Key, who greeted the couple and Prince George after they touched down in Wellington today, will accompany the Duke and Duchess of Cambridge on various parts of their trip.
But with an election just six months away, he insisted he was not going to milk the tour for electoral advantage.
"I mean, I'm not going to be a barnacle attached to them over the 10-day tour if that's what you're asking," Key said.
Key will share several engagements with the royal couple. He confirmed he would use their formal get-together to brief them on plans to stage a referendum on changing the New Zealand flag, which he has described as a relic of New Zealand's colonial past.
Key wants to replace the Union Jack with a silver fern.
"I'll probably [raise that] in a formal meeting and go through the arguments around that," Key said.
"But I've had those discussions with them before and I'm telling you now their response will be the same, which will be in the end that's a matter for New Zealanders.
"They're always extremely comfortable with whatever decision New Zealand as a country, New Zealanders make."

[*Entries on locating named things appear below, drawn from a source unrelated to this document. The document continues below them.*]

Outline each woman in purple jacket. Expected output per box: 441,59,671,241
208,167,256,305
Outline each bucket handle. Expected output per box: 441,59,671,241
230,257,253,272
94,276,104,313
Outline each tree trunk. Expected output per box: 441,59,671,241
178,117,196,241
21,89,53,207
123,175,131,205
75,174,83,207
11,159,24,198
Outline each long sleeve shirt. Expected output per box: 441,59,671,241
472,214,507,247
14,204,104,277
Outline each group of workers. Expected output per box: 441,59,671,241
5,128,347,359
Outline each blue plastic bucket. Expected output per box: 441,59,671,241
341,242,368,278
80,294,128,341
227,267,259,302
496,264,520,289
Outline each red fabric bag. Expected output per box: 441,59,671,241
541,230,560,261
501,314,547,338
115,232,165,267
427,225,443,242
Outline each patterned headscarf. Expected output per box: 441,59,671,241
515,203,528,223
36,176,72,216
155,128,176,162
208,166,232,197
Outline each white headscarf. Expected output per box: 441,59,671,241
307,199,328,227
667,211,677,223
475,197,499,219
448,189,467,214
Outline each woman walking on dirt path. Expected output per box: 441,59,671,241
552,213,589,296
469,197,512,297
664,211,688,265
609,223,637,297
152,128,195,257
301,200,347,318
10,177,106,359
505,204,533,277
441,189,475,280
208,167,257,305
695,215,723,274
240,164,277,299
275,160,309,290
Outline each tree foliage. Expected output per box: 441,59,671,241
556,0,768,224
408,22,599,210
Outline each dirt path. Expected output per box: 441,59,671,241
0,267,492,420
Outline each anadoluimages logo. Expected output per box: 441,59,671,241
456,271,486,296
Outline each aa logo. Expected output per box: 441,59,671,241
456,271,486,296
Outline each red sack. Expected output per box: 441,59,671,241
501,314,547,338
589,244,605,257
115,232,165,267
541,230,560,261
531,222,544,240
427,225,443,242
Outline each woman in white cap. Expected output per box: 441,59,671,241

The arrival of the royal couple has also sparked a fresh debate about New Zealand moving to a republic, but Key suggested today that the duke and duchess made that less likely now than a few years ago.
"I once ... said it was inevitable it would happen and I tend to think in my heart of hearts it probably is inevitable it will happen."
But he believed the time frame on that happening had moved "considerably further out".
"It just reflects the reality that there's been a real resurgence in the desire for New Zealand to remain a constitutional monarchy."
That William and Kate represented a younger group of royals had helped create "a huge amount of enthusiasm for the royal family", as had affection for the Queen, he said.